Dear Insurance Adviser,
My wife sent her wedding gown for dry cleaning. While it was there, the dry cleaner caught fire and the dress was destroyed. The company never contacted us; we found out only after my wife called, asking what was taking so long. The company sent us the claim form for its insurance company, and we filled it out and sent in a copy of the receipt. We eventually got a check in the mail for 50 percent of the value of the dress because, according to the insurance company, “a wedding dress is only meant to be worn once, and as long as it has substantially met its obligations, the value is 50 percent.” The problem is that we were planning on getting more pictures after the wedding, so the need for the dress was not met. Can we do anything about this?
First, congratulations on your wedding! My condolences to you for the loss of the wedding dress. No matter what you end up getting paid, you can’t get compensated for the biggest loss: the sentimental value.
As for courses of action, I would first call the insurance adjuster and explain your need to use the dress for photos. Appeal to his or her sense of fairness. If that fails, you can sue the dry cleaner for the rest of the cost in small claims court. (Think “Judge Judy.”)
The problem you are having is valuation. You want to be paid the cost to replace the dress new, but the dry cleaner and its insurer owe you only the used value, by law. Here is how you can get paid the full replacement cost of a new gown without all the hassle.

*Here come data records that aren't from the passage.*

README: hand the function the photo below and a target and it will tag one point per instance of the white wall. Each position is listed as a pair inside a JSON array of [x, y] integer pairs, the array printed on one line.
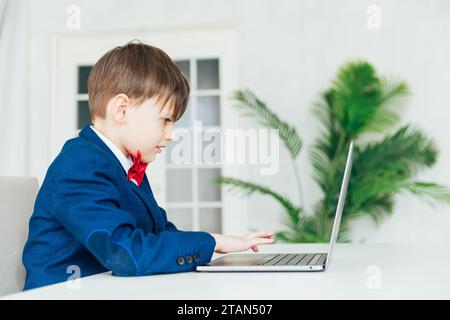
[[289, 51]]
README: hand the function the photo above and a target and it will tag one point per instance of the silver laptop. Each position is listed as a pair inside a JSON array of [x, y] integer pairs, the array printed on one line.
[[283, 261]]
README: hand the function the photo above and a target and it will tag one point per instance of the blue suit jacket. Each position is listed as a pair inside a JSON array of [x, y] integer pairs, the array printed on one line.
[[87, 215]]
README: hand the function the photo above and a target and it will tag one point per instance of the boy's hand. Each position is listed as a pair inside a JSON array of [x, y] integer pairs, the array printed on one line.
[[225, 244]]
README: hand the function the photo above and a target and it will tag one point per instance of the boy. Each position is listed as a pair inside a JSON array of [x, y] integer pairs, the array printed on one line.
[[95, 210]]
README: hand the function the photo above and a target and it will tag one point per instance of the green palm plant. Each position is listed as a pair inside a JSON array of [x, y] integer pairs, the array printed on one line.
[[358, 103]]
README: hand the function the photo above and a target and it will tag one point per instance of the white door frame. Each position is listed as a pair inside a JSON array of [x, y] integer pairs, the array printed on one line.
[[71, 51]]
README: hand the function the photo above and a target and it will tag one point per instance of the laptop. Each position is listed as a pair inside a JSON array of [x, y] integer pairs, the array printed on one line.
[[284, 262]]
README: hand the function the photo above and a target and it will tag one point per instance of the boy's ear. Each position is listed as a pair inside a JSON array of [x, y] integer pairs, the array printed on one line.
[[119, 107]]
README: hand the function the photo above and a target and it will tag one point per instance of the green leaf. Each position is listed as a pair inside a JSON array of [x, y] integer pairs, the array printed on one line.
[[249, 188], [430, 191]]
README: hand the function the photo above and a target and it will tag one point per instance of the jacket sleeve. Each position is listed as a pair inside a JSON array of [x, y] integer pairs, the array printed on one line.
[[168, 226], [87, 205]]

File a claim with your homeowners insurance or renters insurance company. If that policy is properly endorsed with replacement cost contents coverage, it covers you and your bride’s personal property for fire damage, both on and off the home’s premises. Note that filing a homeowners policy claim works only if the replacement cost — say, $1,000 — exceeds the policy deductible — which could be $500. In this example, after your insurance company pays you the difference of $500, it will then pursue the insurer of the dry cleaner to get back both the $500 insurance payment plus your $500 deductible. Whatever your insurance company collects will be shared proportionally with you.
So, if the negotiations result in the dry cleaner’s insurer agreeing to pay 80 percent, you would get back 80 percent of your $500 deductible, or $400. The net cost to you would be only $100. You would end up collecting a total of $900, or 90 percent of the replacement cost of the wedding gown. Much better than the 50 percent you were offered. And, without all the headaches and hassle you have been going through.